于是掌櫃的提供了更為貼心的服務,先為顏渺量體裁衣,加急趕制幾身現在就能穿的衣服,而後每半個月派繡娘去府上一次,做最合身最時興的衣裙。
掌櫃計劃的很好,顏渺也很滿意他這樣的安排。
掌櫃的劈裏啪啦一頓撥弄算盤,成衣的價錢加上日後制衣的定金,上嘴皮下嘴皮一碰,吐出一個以黃金為單位的數字。
念夏小聲的驚嘆了一下,這種時候,只有在永安時,老爺才會這樣大手大腳的給夫人花錢。
站在慕t容珩身後的阿順表情有一絲不自然,但還是從荷包裏取出幾張銀票。
不知為何,慕容珩一定要她換上來時那身衣服才肯走。
無奈之下,顏渺只好同意了。
慕容珩想帶她去靜羅湖泛舟,是因為他聽聞永安水多,出行時常常坐船,可他未曾問過顏渺是否願意。
顏渺依稀記得小時候是坐過船的,可是記憶裏很模糊,爹爹也很少讓她乘船,每有遠路,必定是乘坐馬車出行。

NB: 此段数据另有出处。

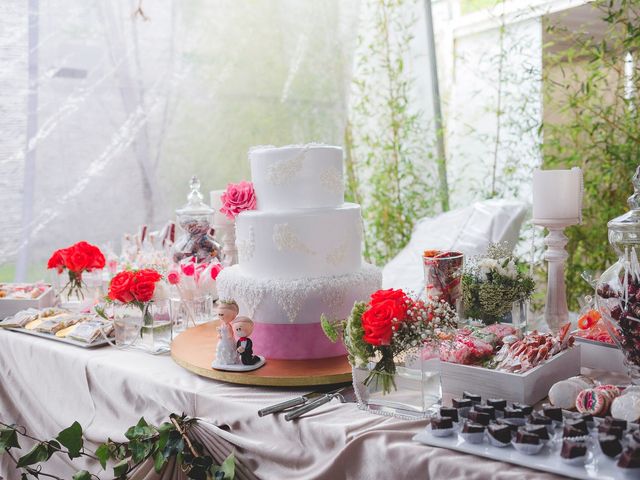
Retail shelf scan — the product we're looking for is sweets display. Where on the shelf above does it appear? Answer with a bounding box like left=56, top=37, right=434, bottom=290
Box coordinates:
left=416, top=392, right=640, bottom=478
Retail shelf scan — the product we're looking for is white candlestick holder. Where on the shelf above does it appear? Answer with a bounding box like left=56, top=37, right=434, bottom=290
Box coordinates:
left=533, top=219, right=577, bottom=332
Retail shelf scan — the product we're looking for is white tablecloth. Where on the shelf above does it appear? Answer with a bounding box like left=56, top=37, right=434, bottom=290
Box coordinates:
left=0, top=330, right=558, bottom=480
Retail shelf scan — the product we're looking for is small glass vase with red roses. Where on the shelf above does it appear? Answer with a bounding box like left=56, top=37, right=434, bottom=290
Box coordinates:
left=322, top=289, right=458, bottom=418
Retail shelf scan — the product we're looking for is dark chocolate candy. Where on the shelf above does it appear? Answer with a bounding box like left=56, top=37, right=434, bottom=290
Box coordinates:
left=560, top=440, right=587, bottom=458
left=462, top=422, right=484, bottom=433
left=604, top=417, right=627, bottom=430
left=473, top=405, right=496, bottom=420
left=511, top=403, right=533, bottom=415
left=598, top=434, right=622, bottom=458
left=440, top=407, right=459, bottom=422
left=468, top=407, right=491, bottom=427
left=451, top=398, right=473, bottom=408
left=504, top=407, right=524, bottom=418
left=462, top=392, right=482, bottom=403
left=487, top=425, right=511, bottom=443
left=516, top=430, right=540, bottom=445
left=618, top=448, right=640, bottom=468
left=487, top=398, right=507, bottom=411
left=562, top=425, right=584, bottom=438
left=564, top=418, right=589, bottom=435
left=598, top=423, right=624, bottom=440
left=522, top=425, right=549, bottom=440
left=542, top=407, right=562, bottom=422
left=431, top=416, right=453, bottom=430
left=529, top=412, right=553, bottom=425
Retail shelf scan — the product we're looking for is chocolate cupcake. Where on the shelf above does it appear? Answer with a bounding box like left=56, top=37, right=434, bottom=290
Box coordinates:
left=473, top=405, right=496, bottom=420
left=462, top=392, right=482, bottom=405
left=467, top=405, right=491, bottom=427
left=604, top=417, right=627, bottom=430
left=528, top=412, right=553, bottom=427
left=516, top=429, right=541, bottom=445
left=520, top=425, right=549, bottom=440
left=560, top=440, right=587, bottom=463
left=598, top=434, right=622, bottom=458
left=511, top=403, right=533, bottom=415
left=440, top=407, right=459, bottom=422
left=451, top=398, right=473, bottom=409
left=564, top=418, right=589, bottom=435
left=618, top=447, right=640, bottom=471
left=598, top=423, right=624, bottom=440
left=487, top=398, right=507, bottom=412
left=542, top=407, right=562, bottom=422
left=487, top=425, right=511, bottom=447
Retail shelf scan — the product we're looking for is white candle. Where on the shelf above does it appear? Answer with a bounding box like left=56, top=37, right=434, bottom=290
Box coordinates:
left=533, top=167, right=582, bottom=224
left=210, top=190, right=233, bottom=225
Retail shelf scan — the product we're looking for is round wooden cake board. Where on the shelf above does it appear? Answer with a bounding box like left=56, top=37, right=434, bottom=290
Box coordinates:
left=171, top=322, right=351, bottom=387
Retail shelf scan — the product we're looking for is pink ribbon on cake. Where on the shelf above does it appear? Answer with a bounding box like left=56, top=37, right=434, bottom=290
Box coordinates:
left=251, top=322, right=347, bottom=360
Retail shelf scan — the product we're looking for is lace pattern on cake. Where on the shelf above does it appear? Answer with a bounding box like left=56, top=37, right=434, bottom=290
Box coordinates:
left=236, top=225, right=256, bottom=262
left=267, top=145, right=311, bottom=185
left=217, top=265, right=382, bottom=323
left=273, top=223, right=316, bottom=255
left=320, top=167, right=344, bottom=193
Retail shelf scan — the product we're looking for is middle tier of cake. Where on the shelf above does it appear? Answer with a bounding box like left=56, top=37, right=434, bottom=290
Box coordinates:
left=236, top=203, right=362, bottom=278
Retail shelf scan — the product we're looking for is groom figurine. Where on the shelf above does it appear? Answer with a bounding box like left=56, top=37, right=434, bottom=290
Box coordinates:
left=231, top=317, right=260, bottom=365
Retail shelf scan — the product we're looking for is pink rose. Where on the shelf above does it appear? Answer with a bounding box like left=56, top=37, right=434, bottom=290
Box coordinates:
left=220, top=182, right=256, bottom=220
left=167, top=270, right=180, bottom=285
left=211, top=263, right=223, bottom=280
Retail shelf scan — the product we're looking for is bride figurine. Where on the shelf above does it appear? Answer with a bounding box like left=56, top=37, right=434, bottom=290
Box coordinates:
left=211, top=300, right=240, bottom=370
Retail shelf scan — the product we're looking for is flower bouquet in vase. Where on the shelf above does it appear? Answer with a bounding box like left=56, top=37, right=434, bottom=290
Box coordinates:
left=47, top=241, right=105, bottom=309
left=96, top=269, right=173, bottom=354
left=462, top=244, right=535, bottom=330
left=167, top=257, right=223, bottom=333
left=322, top=289, right=457, bottom=418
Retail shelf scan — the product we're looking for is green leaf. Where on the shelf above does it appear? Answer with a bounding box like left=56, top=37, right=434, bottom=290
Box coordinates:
left=0, top=428, right=20, bottom=454
left=71, top=470, right=91, bottom=480
left=56, top=422, right=84, bottom=460
left=16, top=443, right=53, bottom=467
left=215, top=453, right=236, bottom=480
left=153, top=450, right=167, bottom=473
left=95, top=443, right=110, bottom=470
left=113, top=458, right=129, bottom=477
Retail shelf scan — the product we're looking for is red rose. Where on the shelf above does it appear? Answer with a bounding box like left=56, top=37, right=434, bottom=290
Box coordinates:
left=131, top=269, right=162, bottom=303
left=47, top=250, right=65, bottom=273
left=362, top=289, right=408, bottom=346
left=109, top=270, right=134, bottom=303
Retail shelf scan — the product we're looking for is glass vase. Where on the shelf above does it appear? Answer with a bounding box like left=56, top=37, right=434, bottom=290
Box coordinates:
left=171, top=295, right=213, bottom=334
left=352, top=344, right=442, bottom=419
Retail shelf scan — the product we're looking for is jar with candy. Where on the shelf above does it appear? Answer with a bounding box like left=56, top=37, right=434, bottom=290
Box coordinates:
left=596, top=167, right=640, bottom=385
left=173, top=176, right=222, bottom=263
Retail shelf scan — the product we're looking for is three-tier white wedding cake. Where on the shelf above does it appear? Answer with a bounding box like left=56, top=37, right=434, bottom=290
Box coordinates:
left=217, top=145, right=381, bottom=359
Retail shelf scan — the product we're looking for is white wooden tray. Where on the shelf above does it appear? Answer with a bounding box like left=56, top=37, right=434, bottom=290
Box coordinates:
left=4, top=327, right=109, bottom=348
left=440, top=345, right=580, bottom=405
left=413, top=427, right=632, bottom=480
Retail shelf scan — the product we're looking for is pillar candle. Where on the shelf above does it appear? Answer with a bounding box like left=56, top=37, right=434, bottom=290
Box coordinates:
left=533, top=167, right=582, bottom=224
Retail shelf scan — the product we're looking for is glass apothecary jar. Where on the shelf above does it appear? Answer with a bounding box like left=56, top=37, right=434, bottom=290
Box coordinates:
left=173, top=176, right=222, bottom=263
left=596, top=167, right=640, bottom=385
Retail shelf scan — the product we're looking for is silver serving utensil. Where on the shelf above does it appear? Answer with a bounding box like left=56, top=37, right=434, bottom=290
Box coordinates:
left=258, top=392, right=324, bottom=417
left=284, top=386, right=353, bottom=421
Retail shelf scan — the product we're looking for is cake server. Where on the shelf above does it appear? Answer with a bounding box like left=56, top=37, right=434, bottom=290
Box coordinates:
left=258, top=391, right=325, bottom=417
left=284, top=386, right=355, bottom=421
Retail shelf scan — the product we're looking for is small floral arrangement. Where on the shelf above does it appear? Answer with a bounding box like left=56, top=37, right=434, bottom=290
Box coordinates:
left=220, top=181, right=256, bottom=220
left=462, top=244, right=535, bottom=324
left=47, top=241, right=105, bottom=298
left=322, top=289, right=457, bottom=393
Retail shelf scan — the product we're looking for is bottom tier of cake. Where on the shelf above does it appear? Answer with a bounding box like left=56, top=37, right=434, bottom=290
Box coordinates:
left=216, top=264, right=382, bottom=360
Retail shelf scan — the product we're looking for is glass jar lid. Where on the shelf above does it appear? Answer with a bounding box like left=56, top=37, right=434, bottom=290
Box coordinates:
left=176, top=175, right=213, bottom=216
left=607, top=166, right=640, bottom=245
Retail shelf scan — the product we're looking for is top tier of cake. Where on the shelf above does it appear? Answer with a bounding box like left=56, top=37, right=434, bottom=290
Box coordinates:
left=249, top=144, right=344, bottom=211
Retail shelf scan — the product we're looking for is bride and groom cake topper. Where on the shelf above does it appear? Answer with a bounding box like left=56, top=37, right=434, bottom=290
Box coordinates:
left=211, top=300, right=265, bottom=372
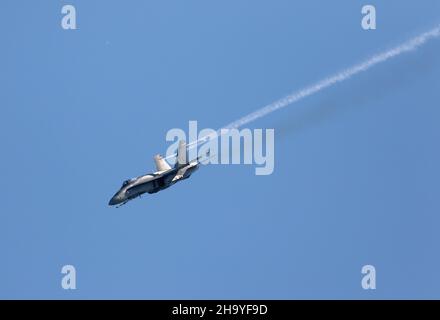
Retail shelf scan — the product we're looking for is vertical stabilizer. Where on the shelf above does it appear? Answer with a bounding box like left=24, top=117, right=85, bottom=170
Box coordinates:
left=154, top=154, right=171, bottom=171
left=176, top=140, right=188, bottom=166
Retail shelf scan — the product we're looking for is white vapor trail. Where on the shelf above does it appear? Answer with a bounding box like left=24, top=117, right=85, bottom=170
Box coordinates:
left=167, top=25, right=440, bottom=158
left=224, top=25, right=440, bottom=129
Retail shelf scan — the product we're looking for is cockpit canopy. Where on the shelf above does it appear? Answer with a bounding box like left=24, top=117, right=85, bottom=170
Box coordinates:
left=121, top=179, right=134, bottom=188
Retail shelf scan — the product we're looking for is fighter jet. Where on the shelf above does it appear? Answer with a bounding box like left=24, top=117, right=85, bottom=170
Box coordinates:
left=108, top=141, right=204, bottom=206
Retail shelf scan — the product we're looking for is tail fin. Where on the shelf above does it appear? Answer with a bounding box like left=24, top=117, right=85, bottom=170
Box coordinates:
left=176, top=140, right=188, bottom=167
left=154, top=154, right=171, bottom=171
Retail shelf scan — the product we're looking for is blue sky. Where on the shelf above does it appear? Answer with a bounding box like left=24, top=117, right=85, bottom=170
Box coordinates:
left=0, top=0, right=440, bottom=299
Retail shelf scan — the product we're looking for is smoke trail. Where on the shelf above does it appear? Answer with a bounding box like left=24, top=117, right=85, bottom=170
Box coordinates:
left=224, top=26, right=440, bottom=129
left=167, top=25, right=440, bottom=158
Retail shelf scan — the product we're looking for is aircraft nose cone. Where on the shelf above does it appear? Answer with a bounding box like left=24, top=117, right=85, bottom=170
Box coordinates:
left=108, top=196, right=120, bottom=206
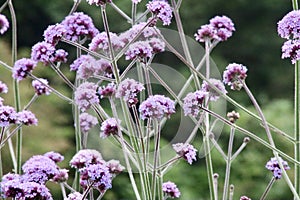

所以,在他提出泛舟游湖時,顏渺臉上全是笑意,因為這對她來說很新鮮。
阿順自覺承擔起船夫的職責,念夏則是幫他拿着提前準備好的食物和點心,這船不大不小,船艙內可以容下四個人,色香味俱全的菜肴整齊的擺放在桌上,顏渺開心極了。
這些都是從酒樓裏買來的,還冒着熱氣。
視線停在那盤魚脍上,顏渺的臉色突然就變了。
偏慕容珩還不知曉,依稀記起些什麽,把那盤魚脍移到她面前道:“你好像很喜歡這個,阿順特意去買的最新鮮的魚肉。”
“我不喜歡。”聲音清清冷冷,帶着濃濃的不喜,這是她為數不多的直接表達自己的喜惡,就連慕容珩都怔了一瞬。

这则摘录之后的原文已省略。